2. Reparameterize your gamma prior:
sigma ~ gamma(1,0.5);
which is equivalently
sigma ~ exponential(0.5);
in Stan's notation. This won't save you much time if any
because the gamma implementation's clever enough not to
compute the Gamma function for fixed alpha. This won't
help much, but then you can go to this:
parameters {
real<lower=exp(0),upper=exp(20)>[D] sigma_raw;
...
transformed parameters {
real<lower=0,upper=20>[D] sigma;
for (d in 1:D) sigma[d] <- log(sigma_raw[d]);
...
model {
sigma_raw ~ uniform(exp(0),exp(20));
...
This probably also won't make much of a difference because sigma
isn't a very long vector. It might help with the geometry, though.
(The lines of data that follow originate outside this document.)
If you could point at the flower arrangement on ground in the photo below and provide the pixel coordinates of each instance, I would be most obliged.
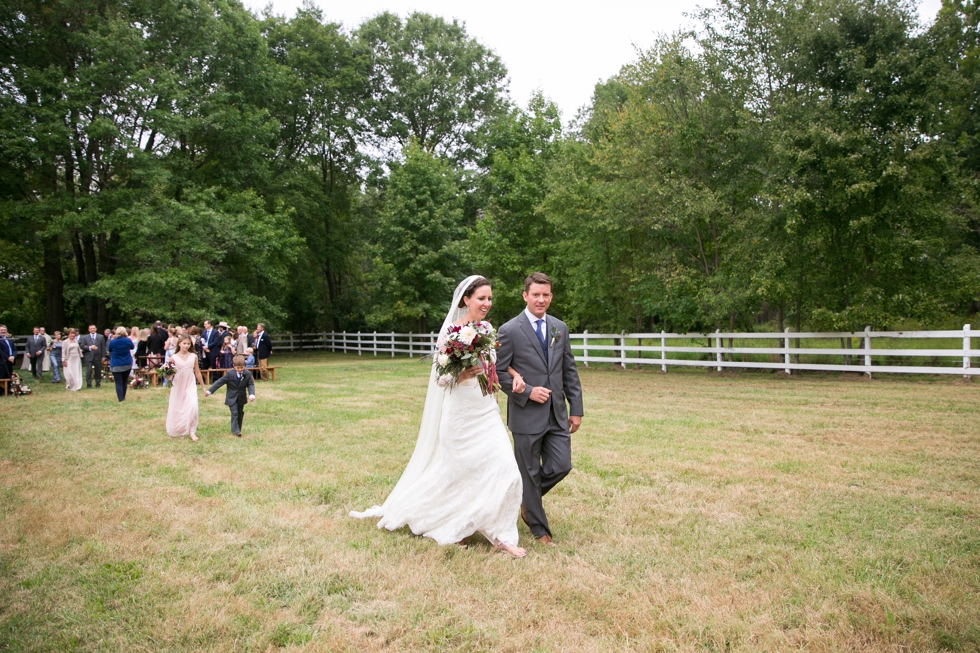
(17, 387)
(469, 345)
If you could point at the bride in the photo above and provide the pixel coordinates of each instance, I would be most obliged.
(462, 477)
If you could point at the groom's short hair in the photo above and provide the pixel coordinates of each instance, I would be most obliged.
(536, 277)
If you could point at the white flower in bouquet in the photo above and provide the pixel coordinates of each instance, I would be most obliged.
(466, 334)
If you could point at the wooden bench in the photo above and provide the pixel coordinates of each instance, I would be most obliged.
(253, 370)
(152, 375)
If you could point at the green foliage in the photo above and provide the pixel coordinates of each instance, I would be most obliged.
(420, 243)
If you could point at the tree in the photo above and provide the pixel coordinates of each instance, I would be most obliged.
(430, 83)
(419, 251)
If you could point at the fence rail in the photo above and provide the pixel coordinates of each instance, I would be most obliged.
(945, 352)
(868, 352)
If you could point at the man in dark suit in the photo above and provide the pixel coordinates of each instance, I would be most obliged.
(536, 346)
(210, 345)
(93, 351)
(8, 351)
(36, 346)
(263, 349)
(241, 389)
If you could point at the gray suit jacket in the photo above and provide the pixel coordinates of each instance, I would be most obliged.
(521, 349)
(87, 341)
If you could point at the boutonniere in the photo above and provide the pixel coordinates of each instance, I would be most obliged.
(555, 336)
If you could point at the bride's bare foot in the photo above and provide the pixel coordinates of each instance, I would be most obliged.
(514, 551)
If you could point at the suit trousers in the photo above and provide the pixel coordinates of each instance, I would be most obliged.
(544, 459)
(237, 417)
(93, 365)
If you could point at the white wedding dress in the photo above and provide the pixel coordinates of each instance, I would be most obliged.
(462, 478)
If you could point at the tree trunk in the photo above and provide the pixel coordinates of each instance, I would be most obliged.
(54, 284)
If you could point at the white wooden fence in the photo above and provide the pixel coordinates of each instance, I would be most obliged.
(921, 352)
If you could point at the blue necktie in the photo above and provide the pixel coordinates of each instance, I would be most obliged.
(542, 340)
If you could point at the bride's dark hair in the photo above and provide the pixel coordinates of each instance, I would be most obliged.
(479, 282)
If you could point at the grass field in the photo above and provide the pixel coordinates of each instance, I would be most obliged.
(740, 512)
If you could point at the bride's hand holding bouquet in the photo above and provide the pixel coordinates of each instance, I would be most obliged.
(468, 350)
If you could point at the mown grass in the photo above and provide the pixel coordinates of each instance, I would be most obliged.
(736, 512)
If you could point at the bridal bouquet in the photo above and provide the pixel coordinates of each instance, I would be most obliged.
(470, 345)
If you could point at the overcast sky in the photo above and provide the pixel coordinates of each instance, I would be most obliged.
(562, 48)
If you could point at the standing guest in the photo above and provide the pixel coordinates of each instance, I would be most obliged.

3. Convert x and beta to types:
vector[D] x[N];
vector[D] beta[S];
That is make them arrays of vectors. The reason is that it
doesn't require any copying or allocation in the loops to pull
out a vector member of an array. Calling row(x,n) has to
do two bad things: access the values of x in non-local order [because
the matrices are stored column major], and create an intermediate
row vector data structure to hold the results.
4. Switch to a logistic regression from a probit. The
cumulative density function Phi() is a lot less efficient
than the inverse logit.
5. Aggregate the data in y and replace the Bernoulli
with a binomial. There's an example in the manual section
of optimization on this. It looks possible because it looks like
x has many repeated rows, and we know ss[n] only takes on
three values for the three subjects.